Rewilding Lawns for the Planet

It becomes more evident each year that our climate is warming more quickly than any of us thought. We may feel powerless to do much to change the path we are on. While we are doing the big things to conserve energy and electrify everything, it’s time to turn our attention to the intricate web of life that surrounds us right around our homes. A healthy ecosystem is vital to our own survival, so let’s think about our yards!

Please don’t spray!

A perfect looking lawn is not as desirable as it appears. Synthetic fertilizers cause the grass to

not grow deep roots and excess fertilizer runs off to pollute our rivers and streams. Pesticides and herbicides, like glyphosate and neonicotinoids are banned in other countries because they are carcinogenic. 

When you spray, the insects are poisoned and the birds eat the insects. Our children and pets are much more susceptible to getting cancer because they spend so much time on the lawn. Chemicals and loss of habitat has done away with most of the natural predators of annoying insects like mosquitoes and ticks. Swallows, bats and dragonflies eat an enormous amount of mosquitoes everyday. Predators of ticks include opossums, chickens, frogs, ducks, turkeys, squirrels, spiders, lizards, toads, chipmunks and woodpeckers.

Plant native plants

Plants and insects have evolved together over eons so these insects can only eat and lay their eggs on these certain native plants.
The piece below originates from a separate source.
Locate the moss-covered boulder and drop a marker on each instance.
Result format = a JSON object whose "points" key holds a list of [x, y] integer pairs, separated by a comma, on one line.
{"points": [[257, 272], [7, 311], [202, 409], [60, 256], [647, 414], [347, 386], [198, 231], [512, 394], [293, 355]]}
We all love the birds who come to our feeders but they can’t feed their babies seed. They need lots of squishy baby caterpillars full of fat and protein that the babies can swallow. It takes 6000 to 9000 baby caterpillars to raise one clutch of chickadee chicks. One oak tree can support 900 different species of insects so if you have room, plant an acorn. Trees also provide shade, give us oxygen, filter our water, hold the topsoil in place and sequester tons of carbon. All those fall leaves are nature’s mulch and they provide the moist place for many insects to complete their life cycle.

Turn your lawns to meadows

It’s time to rebuild meadows wherever we can. Not just in our yards but along highways and on public lands. We need to give back a portion of our property to nature. The deep roots of meadow plants hold onto water and store carbon that would otherwise contribute to climate change. 

Caring for traditional lawns is resource intensive. Gas powered lawn mowers emit 10 times more carbon than a car for every hour of operation. Lawns use up 30% of our fresh water in the summer. Lawns do not feed any creature, not even the microbes in the soil.

If you live in a condo association or development, consider getting together with your neighbors to request that lawncare be handled more sustainably. If you use a lawn service, request natural, organic lawn care methods.

Dig deeper with the Library Climate Series, co-hosted by York Ready for Climate Action, York Public Library and York Land Trust. The Rethinking Gardening lecture is Wednesday, April 24 at 7pm on Zoom, and the YLT Native Plant Sale is Saturday May 11 from 9am-12pm at York Land Trust.

Want to know more? These books are a tremendous resource:

Nature’s Best Hope, Bringing Nature Home and The Nature of Oaks by Douglas Tallamy

We Are The Ark by Mary Reynolds

Lawns to Meadows by Owen Wormser

Hidden Half of Nature by David Montgomery

Thank you for doing your part to help the planet. Happy Spring!